Patofisiologi Anthrax
Patofisiologi anthrax terkait erat dengan bakteri Bacillus anthracis. Perjalanan penyakit dimulai ketika spora bakteri masuk ke tubuh inang melalui abrasi pada kulit, gigitan serangga, memakan makanan yang terkontaminasi, atau melalui inhalasi.
Setelah masuk ke dalam tubuh inang, spora akan ditangkap oleh makrofag dan dibawa ke nodus limfatikus dan akan terjadi inokulasi. Kemudian bakteri akan menyebar ke nodus limfatikus lainnya dan pada akhirnya akan masuk ke pembuluh darah. Bacillus anthracis merupakan bakteri ekstraselular, namun bakteri tersebut memerlukan langkah intrasel untuk memulai infeksi. Germinasi spora diawali dalam makrofag. [2,6]
Toksin
Bacillus anthracis dengan virulensi tinggi memiliki 2 plasmid besar, yakni pX01 dan pX02 yang mengkode faktor-faktor virulensi primer, produksi toksin, serta pembentukan kapsul. Toksin memegang peranan penting dalam patogenesis penyakit anthrax. Toksin anthrax bekerja secara biner, artinya diperlukan 2 jenis toksin untuk menyebabkan efek yang mematikan. Terdapat 3 protein dalam toksin anthrax yang terkombinasi secara biner, yakni protective antigen (PA), lethal factor (LF), dan edema factor (EF). Kombinasi PA-LF dapat menyebabkan kematian, sedangkan injeksi PA-EF pada kulit dapat menyebabkan edema pada kulit. Protein PA merupakan protein yang menjadi domain ikatan dan mampu berikatan dengan kedua jenis protein lainnya (LF dan EF). Jika berdiri sendiri, protein-protein tersebut tidak berbahaya. [2,6-8]
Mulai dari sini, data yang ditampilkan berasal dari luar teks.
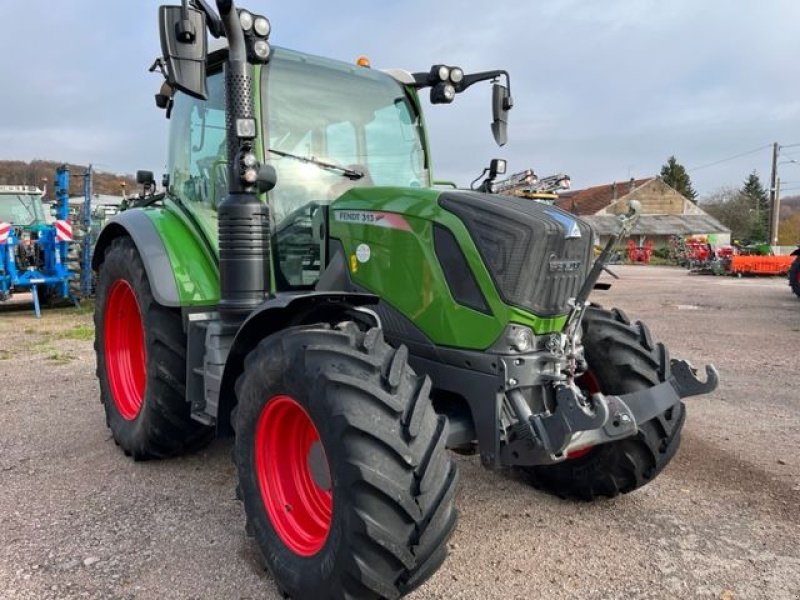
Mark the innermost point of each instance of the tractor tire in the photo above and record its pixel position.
(794, 276)
(141, 362)
(622, 358)
(342, 467)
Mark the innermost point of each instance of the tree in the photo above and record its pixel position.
(758, 202)
(733, 209)
(674, 175)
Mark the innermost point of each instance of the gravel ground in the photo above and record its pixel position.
(79, 520)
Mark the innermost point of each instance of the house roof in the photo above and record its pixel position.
(591, 200)
(659, 225)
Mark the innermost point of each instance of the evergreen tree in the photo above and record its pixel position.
(674, 175)
(758, 203)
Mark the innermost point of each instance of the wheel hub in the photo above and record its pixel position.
(124, 346)
(293, 475)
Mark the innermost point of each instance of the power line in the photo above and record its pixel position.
(723, 160)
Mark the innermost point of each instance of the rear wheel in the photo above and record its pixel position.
(141, 362)
(342, 466)
(794, 276)
(622, 358)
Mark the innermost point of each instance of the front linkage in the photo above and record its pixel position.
(568, 418)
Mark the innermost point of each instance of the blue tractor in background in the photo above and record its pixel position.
(34, 253)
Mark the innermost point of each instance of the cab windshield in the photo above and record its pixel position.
(21, 209)
(333, 126)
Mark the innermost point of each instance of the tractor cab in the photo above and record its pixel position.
(328, 127)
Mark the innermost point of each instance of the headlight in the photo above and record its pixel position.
(521, 339)
(246, 20)
(261, 49)
(262, 26)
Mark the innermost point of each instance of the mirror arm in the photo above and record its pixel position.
(213, 21)
(474, 78)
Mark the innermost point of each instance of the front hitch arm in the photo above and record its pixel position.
(685, 380)
(610, 418)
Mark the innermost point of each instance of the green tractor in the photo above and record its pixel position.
(302, 285)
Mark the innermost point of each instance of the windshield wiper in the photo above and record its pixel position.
(349, 173)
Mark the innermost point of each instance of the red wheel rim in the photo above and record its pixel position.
(125, 350)
(298, 504)
(589, 383)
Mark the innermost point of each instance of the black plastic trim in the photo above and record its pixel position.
(460, 278)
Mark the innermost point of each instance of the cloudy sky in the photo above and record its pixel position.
(604, 89)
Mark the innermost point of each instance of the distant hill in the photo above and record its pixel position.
(31, 173)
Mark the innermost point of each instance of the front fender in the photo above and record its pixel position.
(180, 271)
(285, 310)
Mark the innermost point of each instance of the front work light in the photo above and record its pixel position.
(443, 93)
(261, 49)
(246, 20)
(262, 26)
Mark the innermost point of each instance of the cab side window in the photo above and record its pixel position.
(198, 168)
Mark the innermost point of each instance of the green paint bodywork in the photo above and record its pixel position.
(403, 269)
(193, 264)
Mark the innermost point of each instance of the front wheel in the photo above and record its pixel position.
(346, 483)
(622, 358)
(141, 362)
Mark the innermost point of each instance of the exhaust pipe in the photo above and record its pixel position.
(243, 220)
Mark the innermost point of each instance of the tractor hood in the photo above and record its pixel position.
(538, 255)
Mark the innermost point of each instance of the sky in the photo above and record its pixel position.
(603, 90)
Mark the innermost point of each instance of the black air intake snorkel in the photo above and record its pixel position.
(243, 219)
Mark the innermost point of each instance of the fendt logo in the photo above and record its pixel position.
(570, 225)
(563, 266)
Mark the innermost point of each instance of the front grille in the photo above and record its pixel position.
(530, 249)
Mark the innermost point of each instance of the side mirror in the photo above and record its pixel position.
(184, 46)
(145, 178)
(497, 166)
(501, 104)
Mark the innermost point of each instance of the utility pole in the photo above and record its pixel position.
(774, 197)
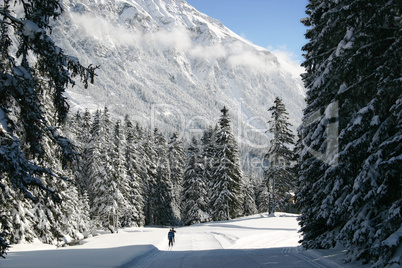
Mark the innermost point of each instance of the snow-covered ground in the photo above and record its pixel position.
(254, 241)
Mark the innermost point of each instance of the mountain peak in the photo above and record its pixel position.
(164, 63)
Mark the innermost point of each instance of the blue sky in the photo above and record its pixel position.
(272, 24)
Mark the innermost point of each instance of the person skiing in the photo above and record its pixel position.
(171, 237)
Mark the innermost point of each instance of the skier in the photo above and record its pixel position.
(171, 237)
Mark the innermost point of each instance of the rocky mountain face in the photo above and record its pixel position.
(169, 66)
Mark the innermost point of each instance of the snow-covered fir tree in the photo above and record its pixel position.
(107, 201)
(226, 198)
(195, 195)
(23, 121)
(350, 157)
(249, 204)
(177, 160)
(149, 176)
(262, 197)
(119, 175)
(208, 158)
(279, 178)
(133, 172)
(163, 192)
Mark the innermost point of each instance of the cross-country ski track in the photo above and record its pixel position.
(254, 241)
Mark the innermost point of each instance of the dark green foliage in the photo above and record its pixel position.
(24, 84)
(350, 158)
(280, 180)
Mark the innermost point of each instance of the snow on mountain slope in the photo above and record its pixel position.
(169, 66)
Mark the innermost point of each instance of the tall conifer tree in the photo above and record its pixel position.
(226, 199)
(279, 177)
(195, 201)
(350, 157)
(23, 122)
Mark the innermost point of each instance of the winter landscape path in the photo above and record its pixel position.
(254, 241)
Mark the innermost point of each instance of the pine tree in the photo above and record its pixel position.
(279, 178)
(149, 174)
(351, 132)
(176, 158)
(208, 160)
(118, 174)
(133, 173)
(195, 202)
(24, 122)
(226, 199)
(163, 192)
(249, 204)
(105, 195)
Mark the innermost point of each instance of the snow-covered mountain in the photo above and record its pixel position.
(169, 66)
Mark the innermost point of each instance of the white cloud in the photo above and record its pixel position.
(288, 59)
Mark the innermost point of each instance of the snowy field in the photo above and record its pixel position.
(254, 241)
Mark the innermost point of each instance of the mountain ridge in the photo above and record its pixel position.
(168, 65)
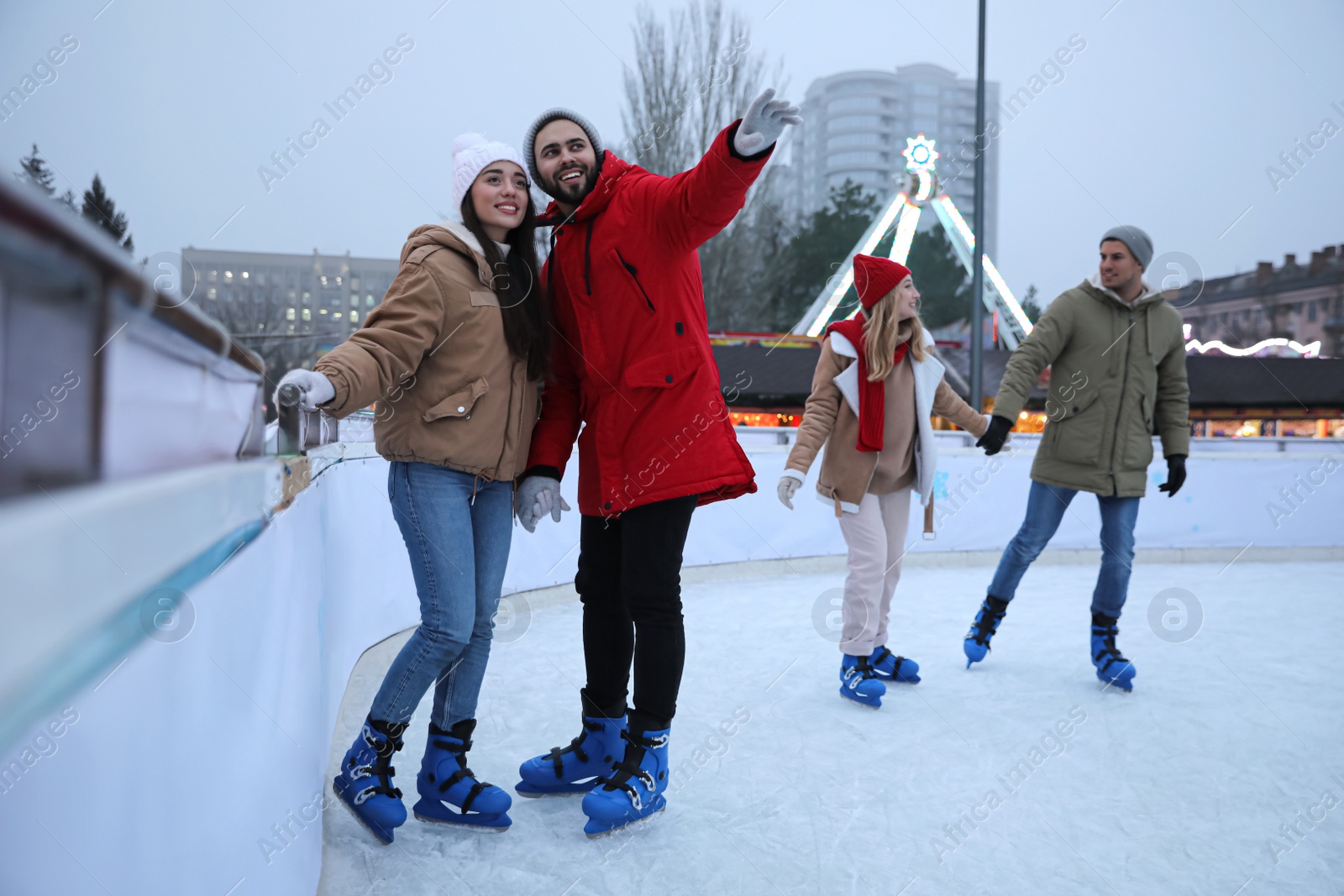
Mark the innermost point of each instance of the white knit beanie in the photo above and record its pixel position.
(470, 154)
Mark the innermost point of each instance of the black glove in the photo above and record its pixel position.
(995, 437)
(1175, 474)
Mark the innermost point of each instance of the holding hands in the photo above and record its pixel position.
(788, 486)
(535, 497)
(995, 437)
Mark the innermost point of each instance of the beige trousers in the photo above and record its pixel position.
(877, 539)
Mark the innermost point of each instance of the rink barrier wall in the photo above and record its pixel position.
(255, 685)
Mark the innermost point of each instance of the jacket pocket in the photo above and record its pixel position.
(1139, 445)
(635, 275)
(459, 403)
(1075, 438)
(665, 369)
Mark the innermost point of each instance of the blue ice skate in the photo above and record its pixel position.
(893, 668)
(859, 681)
(575, 768)
(365, 782)
(983, 629)
(1112, 668)
(633, 788)
(445, 782)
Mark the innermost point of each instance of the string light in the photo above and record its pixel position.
(1310, 349)
(869, 244)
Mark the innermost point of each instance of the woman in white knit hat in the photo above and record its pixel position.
(452, 358)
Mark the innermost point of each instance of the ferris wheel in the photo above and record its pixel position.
(904, 214)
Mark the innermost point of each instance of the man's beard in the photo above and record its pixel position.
(575, 191)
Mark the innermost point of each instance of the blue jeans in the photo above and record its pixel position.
(1046, 508)
(459, 548)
Toksin diproduksi pada saat Bacillus anthracis berada dalam bentuk vegetatif dalam inang. Sintesis toksin diinduksi oleh bikarbonat dan bergantung pada temperatur lingkungan. Toksin yang diproduksi oleh Bacillus anthracis dapat menyebabkan syok hingga kematian akibat respon makrofag. Selain itu, toksin Bacillus anthracis dapat menurunkan kemampuan fagositik, kemampuan bursting oksidatif, serta menstimulasi kemotaksis neutrofil sehingga infeksi anthrax akan meningkatkan suseptibilitas inang terhadap infeksi lainnya. [2,6] Infeksi yang terjadi dalam tubuh akan memicu respon sistemik tubuh terhadap adanya infeksi yang disebut dengan sepsis.